Coles Group delivered a largely in-line September quarter, with its supermarket division outperforming rival Woolworths, according to RBC Capital Markets analyst Michael Toner. Coles is a major Australian retailer operating supermarkets, liquor stores, and convenience stores. The company aims to provide customers with quality, value, and service across its store network.
Supermarket sales for Coles increased by 4.6 per cent, slightly below the consensus estimate of 4.7 per cent, but ahead of Woolworths’ 1.6 per cent growth. Excluding tobacco sales, Coles saw a 7 per cent increase, aligning with the company’s update for the first eight weeks. Shelf inflation at Coles was 1.2 per cent, contrasting with Woolworths’ -0.3 per cent, while eCommerce penetration rose 2.4 per cent year-on-year.

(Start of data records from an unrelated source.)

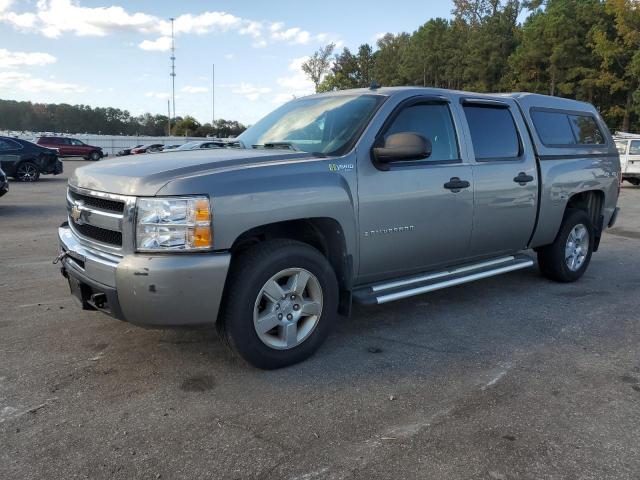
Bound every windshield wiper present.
[251,142,300,152]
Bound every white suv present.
[614,133,640,185]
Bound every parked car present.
[36,136,104,161]
[58,87,620,368]
[162,143,183,152]
[116,144,142,157]
[0,137,62,182]
[176,140,223,152]
[0,168,9,197]
[613,133,640,186]
[131,143,164,155]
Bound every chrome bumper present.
[58,225,231,327]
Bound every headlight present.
[136,197,213,252]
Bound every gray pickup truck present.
[58,87,620,368]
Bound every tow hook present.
[53,251,69,265]
[91,293,107,308]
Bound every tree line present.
[303,0,640,132]
[0,100,246,138]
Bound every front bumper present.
[58,224,231,328]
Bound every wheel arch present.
[231,217,354,314]
[565,190,605,252]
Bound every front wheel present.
[538,209,594,282]
[14,162,40,182]
[219,240,338,369]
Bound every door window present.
[384,103,460,163]
[616,140,627,155]
[0,138,21,152]
[464,105,520,162]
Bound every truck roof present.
[316,86,595,112]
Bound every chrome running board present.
[353,255,534,304]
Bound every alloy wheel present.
[253,268,323,350]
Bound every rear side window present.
[616,141,627,155]
[531,110,606,147]
[384,103,460,162]
[464,105,520,162]
[0,138,22,152]
[568,115,605,145]
[531,110,576,145]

Liquor sales were weaker, with comparable sales down 1.4 per cent, falling short of RBC’s expected 0.3 per cent increase. This reflects ongoing structural and cyclical challenges in the liquor sector. During the quarter, Coles added a net total of two supermarkets and closed three liquor stores. Toner indicated that the FY26 guidance implies approximately three net supermarket openings and one liquor store closure per quarter.

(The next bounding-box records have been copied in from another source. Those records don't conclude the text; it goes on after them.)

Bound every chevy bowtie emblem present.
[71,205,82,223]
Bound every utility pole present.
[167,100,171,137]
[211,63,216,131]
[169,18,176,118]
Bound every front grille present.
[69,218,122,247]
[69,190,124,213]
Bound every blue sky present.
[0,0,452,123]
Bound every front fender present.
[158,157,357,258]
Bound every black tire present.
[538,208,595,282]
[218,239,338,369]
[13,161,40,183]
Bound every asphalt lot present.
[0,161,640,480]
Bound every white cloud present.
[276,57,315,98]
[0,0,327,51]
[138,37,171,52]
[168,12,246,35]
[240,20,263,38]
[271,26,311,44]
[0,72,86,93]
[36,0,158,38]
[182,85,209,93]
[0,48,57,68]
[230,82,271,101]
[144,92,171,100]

Coles completed three supermarket renewals and 61 liquor renewals, with the goal of completing most remaining ‘Simply Liquorland’ conversions by the end of the year. Toner noted that supermarket sales momentum appears to have continued into the early part of the second quarter of FY26. However, Coles anticipates tougher competition later in the quarter as it laps the prior year’s benefit from industrial action affecting Woolworths. As of 11am AEDT, shares in Coles were down 2 per cent.